Within a certain range, the higher the chlorophyll content, the greater the efficiency of light energy conversion. At the same time, chlorophyll mainly absorbs blue-violet and red light and absorbs almost no green light. The green region reflectance, which indicates the chlorophyll content, is the basis for inferring the strength of photosynthesis. Of all the weed species, common chickweed [Stellaria media (L.) Vill.] has the highest reflectivity in the green area, with stickywilly (Galium spurium L.) second and H. spectabile having the least. However, this does not directly reflect the strength of photosynthesis, which is not only affected by chlorophyll but also by other factors such as enzyme activity, water, and leaf structure (Zhang et al. Reference Zhang, Cao, Sack, Li, Wei and Goldstein2015; Zhang et al. Reference Zhang, Pu, Tang, Zhang and Lv2019a). The spectral curves of the weeds show that almost all the green and infrared areas show high reflectance, while the blue-violet and red-orange areas show low reflectance, which makes it difficult to distinguish between species. Hence, further clustering and visualization of the different weed species using PCA are needed.
KPCA
In this study, KPCA was used to extract six PCs from the high-dimensional hyperspectral data to evaluate the relationship between the original hyperspectral data samples. The results show that the six PCs accounted for 98.83% of the total sample variance, indicating that they represent most of the characteristic information of the weed samples. Figure 6 shows the KPCA score plots of the hyperspectral images of various weeds clustered under different PC combinations. The PC1–PC2 score plot (Figure 6A) shows that various types of weeds clustered in a certain range, but all weed clusters show differences.
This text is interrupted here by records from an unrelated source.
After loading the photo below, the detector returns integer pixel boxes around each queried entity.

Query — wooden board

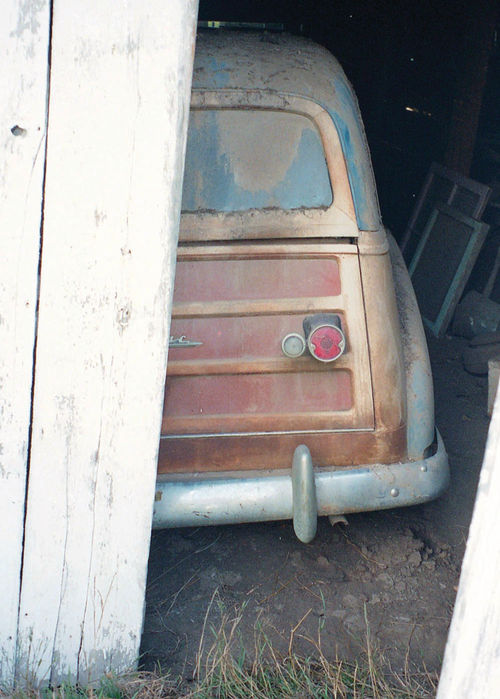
[437,372,500,699]
[0,0,50,685]
[18,0,197,684]
[409,204,489,337]
[401,163,491,262]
Meanwhile, PC2 and PC3 are linearly correlated for most weeds. In the PC2–PC6 score plot (Figure 6B), the clusters of lambsquarters (Chenopodium album L.), shepherd’s purse [Capsella bursa-pastoris (L.) Medik.], D. indica, ground ivy (Glechoma hederacea L.), lagopsis supina [Lagopsis supina (Steph.) Ikonn.-Gal.], prostrate knotweed (Polygonum aviculare L.), and P. grandiflorus are not well separated. The clusters of D. indica and L. supina are mainly concentrated in the first and second quadrants, while those of C. bursa-pastoris, G. hederacea, and P. grandiflorus are clustered in the negative area of PC6. The PC3–PC4 score plot (Figure 6C) shows the clustering separation among the categories of C. bursa-pastoris, D. indica, G. hederacea, L. supina, S. media, and V. philippica. The clusters of C. bursa-pastoris and L. supina are mainly clustered in the first and second quadrants, which are effectively distinguished from those of D. indica. In the PC3–PC5 score plot (Figure 6D), clusters are identified for the categories of C. album, narrowleaf hawksbeard (Crepis tectorum L.), D. indica, L. supina, Java waterdropwort [Oenanthe javanica (Blume) DC.], S. media, and V. philippica. In this case, their clusters are very close and are not clearly separated. Based on the this information and KPCA score maps, we can determine that all species of weeds show differences. But the clusters of various weeds are concentrated in the same areas, so it is not possible to distinguish all categories clearly. It is possible to reduce the dimensions and visualize the existing data. However, it is not possible to mine further information from the KPCA about the growth status and health status of the weeds, so it is necessary to analyze the existing spectral characteristics from many aspects, such as the vegetation index.
Vegetation Index Analysis
Vegetation indices were used to study the differences in the growth status and physiological activity of various weeds. Figure 7 shows the changes in NDVI and PRI among different weed species. In Figure 7A, the NDVI values reflect plant growth and physiological conditions (Bai et al. Reference Bai, Gao and Zhang2019), indicating that the various weeds have different growth levels. The NDVI of I. lactea is the highest, followed by those of H. spectabile and fragrant plantain lily [Hosta plantaginea (Lam.) Asch.], while those of C. bursa-pastoris and celandine (Chelidonium majus L.) are the lowest, indicating that the physiological status of I. lactea was the highest. Capsella bursa-pastoris and C. majus were the weakest, which may be related to the appearance and growth environment of these weeds. The NDVIs of C. album, G. hederacea, urtica angustifolia (Urtica angustifolia Fisch. ex Hornem.), urtica laetevirens (Urtica laetevirens Maxim.), and V. philippica are similar, indicating that the growth of these weeds was similar. In Figure 7B, the PRI indicates the lutein content (Frechette et al. Reference Frechette, Chang and Ensminger2016). Compared with the NDVI in Figure 7A, the PRI values are more stable, indicating that the lutein content in the various weeds was extremely low. This may be because the chlorophyll content of weeds increases sharply with vigorous growth, while the rate of light utilization increases gradually, thus inhibiting the secretion of lutein. It is worth noting that in the PRI diagram of all weed species, the lutein of D. indica is the highest, which is speculated to be related to the regulation of pigment regeneration and the size of the circulating pigment pool (Xiao et al. Reference Xiao, He, Ma, Lu, Bai, Bai and Wu2018). However, due to the influences of environmental and other factors in the process of data collection, enzyme activities cannot be completely distinguished according to the vegetation index, so it was necessary to use the CNN to classify the different kinds of weeds.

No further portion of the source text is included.